Слушая девчоночий брех, тупо, равнодушно уставясь в потолок, лежала, дожевывая лепешки, оставшиеся от ужина, Тонька-Сука. Эту Тоньку непременно показывали всём студентам, когда в диспансер приходила на занятия новая, группа, и каждой новой группе Сука рассказывала свою историю…
Проституткой Тонька стала не сама по себе, ее хахаль проиграл. В карты. Откуда она, Тонька, родом, где её родные — об этом у нее лучше не спрашивать, сейчас начинает заливаться слезами, причитать, покачивая головой, как китайский болванчик: «Мамочка моя дорогая, ненаглядная, папочка мой миленький, да и-и-где же вы у меня, милые мои?! Да когда же я вас, милые вы мои, увижу-у, когда по-це-лу-у-ю?!».
Дальше с ней разговаривать было бесполезно, она впадала в какой-то экстаз, кусала себе руки, сжимала кулаки, на губах у нее выступала пена, и врачи потом долго суетились вокруг, приводя ее в чувство… Видя эту особенность, никто в палате не спрашивал Суку о родне и о доме, сразу, несколько рисуясь и юродствуя, ее спрашивали нараспев:
— А расскажи-ка ты, гражданка Тонька-Сука Никифорова, как дошла ты до жизни такой! Не таись, расскажи, что случилось-сталось с тобой, дорогая?..

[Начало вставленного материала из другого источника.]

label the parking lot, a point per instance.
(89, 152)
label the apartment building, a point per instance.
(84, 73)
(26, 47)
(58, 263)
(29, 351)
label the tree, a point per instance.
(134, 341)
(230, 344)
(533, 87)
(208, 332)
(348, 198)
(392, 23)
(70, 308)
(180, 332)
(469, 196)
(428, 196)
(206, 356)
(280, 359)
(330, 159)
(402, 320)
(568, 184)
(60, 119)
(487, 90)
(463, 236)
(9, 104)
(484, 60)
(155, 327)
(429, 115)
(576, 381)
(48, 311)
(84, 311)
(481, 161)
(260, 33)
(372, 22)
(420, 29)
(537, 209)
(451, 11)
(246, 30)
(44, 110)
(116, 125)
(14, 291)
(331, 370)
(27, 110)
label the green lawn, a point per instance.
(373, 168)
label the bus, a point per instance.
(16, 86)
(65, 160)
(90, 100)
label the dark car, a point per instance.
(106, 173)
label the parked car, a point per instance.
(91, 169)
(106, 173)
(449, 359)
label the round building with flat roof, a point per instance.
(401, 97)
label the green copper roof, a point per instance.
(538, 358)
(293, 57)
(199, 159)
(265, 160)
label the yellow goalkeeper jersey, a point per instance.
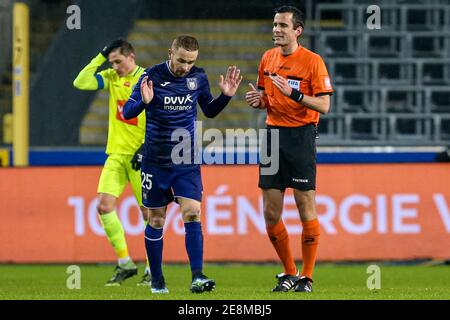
(124, 136)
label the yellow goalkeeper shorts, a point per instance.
(116, 174)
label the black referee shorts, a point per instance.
(297, 159)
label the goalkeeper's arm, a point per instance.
(88, 79)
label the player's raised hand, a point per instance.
(253, 97)
(230, 84)
(146, 90)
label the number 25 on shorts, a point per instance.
(146, 180)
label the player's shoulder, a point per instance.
(198, 70)
(308, 54)
(270, 53)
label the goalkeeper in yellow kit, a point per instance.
(125, 138)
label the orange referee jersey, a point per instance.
(305, 71)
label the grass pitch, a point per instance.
(234, 282)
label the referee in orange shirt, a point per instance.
(294, 87)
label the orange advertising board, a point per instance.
(367, 212)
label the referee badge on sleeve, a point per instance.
(191, 83)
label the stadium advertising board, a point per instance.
(367, 212)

И Тонька, как-то странно вздрагивая, словно ей было зябко, а может быть страшно, начинала:
— Любовь у меня была — Эмиль. Два года мы с ним разъезжали по стране, где — просили на бедность, где — воровали. Я ничего, никаких неудобств не замечала, потому что мой любимый был рядом. Я с ним, верите ли, куда угодно могла пойти, любое его приказание выполнить…
И вот как-то раз в укромном месте собрался он с большой компанией вокзальных гопников в карты играть. Играют час, два, три — подходит к ней, Эмиль, бледный, растерянный: сам жулик, но на еще больших жуликов нарвался, обчистили напрочь, копейки в кармане не сыщешь.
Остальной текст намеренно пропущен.